Like Sarala, her contemporary Kuntala Kumari Sabat (1901-1938) was also an emancipator, activist and literary artist who expressed extensively in prose and poetry her concerns for the plight of her homeland Utkal, the freedom of India and the cause of women's emancipation. She spoke out in many forums for the empowerment of women and the collection presents one of her speeches The Crisis of Religion in Modern Times as well as an excerpt from one of her novels which illustrates her empathy for the dispossessed and underdogs in society. Kuntala's writing makes an important statement at the national level and was undoubtedly a source of great inspiration for many literary women in Orissa. Her successors who expounded powerful poetry and prose that centred round the themes of women's experiences during the partition and in the post-independence period include Shakuntala Devi, Sushila Devi, Nandini Panigrahi, Urmila Devi, Malati Choudhury, and Hemalata Mansingh. Their literature dealt with social realities such as industrialisation, poverty, exile, widow remarriage and all the symptomatic effects of women trapped in a patriarchal order.

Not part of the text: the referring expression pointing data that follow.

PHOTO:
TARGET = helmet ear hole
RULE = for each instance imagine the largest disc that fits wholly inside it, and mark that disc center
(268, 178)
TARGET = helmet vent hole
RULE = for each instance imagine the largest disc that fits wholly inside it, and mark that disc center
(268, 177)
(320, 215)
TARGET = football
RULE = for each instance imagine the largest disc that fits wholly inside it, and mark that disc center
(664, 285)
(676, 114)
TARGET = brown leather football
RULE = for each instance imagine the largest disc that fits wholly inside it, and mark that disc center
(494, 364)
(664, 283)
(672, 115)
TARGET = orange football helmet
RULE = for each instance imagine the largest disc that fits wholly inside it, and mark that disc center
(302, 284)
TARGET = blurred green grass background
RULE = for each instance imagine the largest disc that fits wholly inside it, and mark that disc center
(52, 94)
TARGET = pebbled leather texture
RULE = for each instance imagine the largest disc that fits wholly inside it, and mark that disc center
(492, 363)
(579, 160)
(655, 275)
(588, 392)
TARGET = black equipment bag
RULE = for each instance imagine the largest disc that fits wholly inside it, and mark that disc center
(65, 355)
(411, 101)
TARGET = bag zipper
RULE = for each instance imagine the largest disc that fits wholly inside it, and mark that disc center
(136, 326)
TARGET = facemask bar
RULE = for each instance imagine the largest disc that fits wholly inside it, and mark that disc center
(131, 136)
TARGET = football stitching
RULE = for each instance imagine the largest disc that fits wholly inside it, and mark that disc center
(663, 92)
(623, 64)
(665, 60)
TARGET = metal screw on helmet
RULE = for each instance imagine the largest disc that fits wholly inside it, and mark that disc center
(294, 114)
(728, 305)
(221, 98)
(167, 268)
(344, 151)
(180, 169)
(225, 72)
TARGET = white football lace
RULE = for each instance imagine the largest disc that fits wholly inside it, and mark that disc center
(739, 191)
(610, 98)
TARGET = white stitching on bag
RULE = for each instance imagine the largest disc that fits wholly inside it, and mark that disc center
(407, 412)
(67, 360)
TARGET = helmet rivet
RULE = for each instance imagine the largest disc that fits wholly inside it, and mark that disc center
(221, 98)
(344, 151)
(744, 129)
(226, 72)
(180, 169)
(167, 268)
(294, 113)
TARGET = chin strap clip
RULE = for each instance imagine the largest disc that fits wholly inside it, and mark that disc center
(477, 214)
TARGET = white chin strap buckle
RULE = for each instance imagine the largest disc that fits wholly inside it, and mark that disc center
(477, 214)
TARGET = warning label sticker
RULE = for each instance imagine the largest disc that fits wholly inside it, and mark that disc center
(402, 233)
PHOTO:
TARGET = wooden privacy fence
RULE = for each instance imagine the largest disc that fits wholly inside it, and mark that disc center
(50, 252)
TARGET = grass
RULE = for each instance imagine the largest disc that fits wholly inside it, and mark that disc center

Other literary women like Sailabala Das (1875-1968), the first Oriya woman to travel to England for higher studies, presents in her travel writing piece a female perspective on travel and a view of colonial India seen from Britain. The contributions of these literary domestics have indeed not been totally unrecognized. Basanta Kumari Pattanaik was the first Oriya woman to receive the highest award of the Orissa Sahitya Academi, the 'Atibadi Puraskar'. The works of these women from Sailabala writing in the early 19th century down to Basanta Kumari Pattanaik writing in the late 20th century and all their contemporaries mark milestones in a journey down a road that Basanta's excerpted text most aptly provides the title for- The Untrodden Path.
Sachinananda Mohanty professes that his assessment of texts for the selection has been objective and not hagiographic. By including texts like travel notes, speeches and letters as well as fiction and poetry in his selection he aims to show the extraordinary range of interests of these literary women. The choice of texts also attempt to show how the Oriya literary women responded to the issues and ideologies of their times and the linkages that existed among them. A linkage that can indeed be defined as a sisterhood.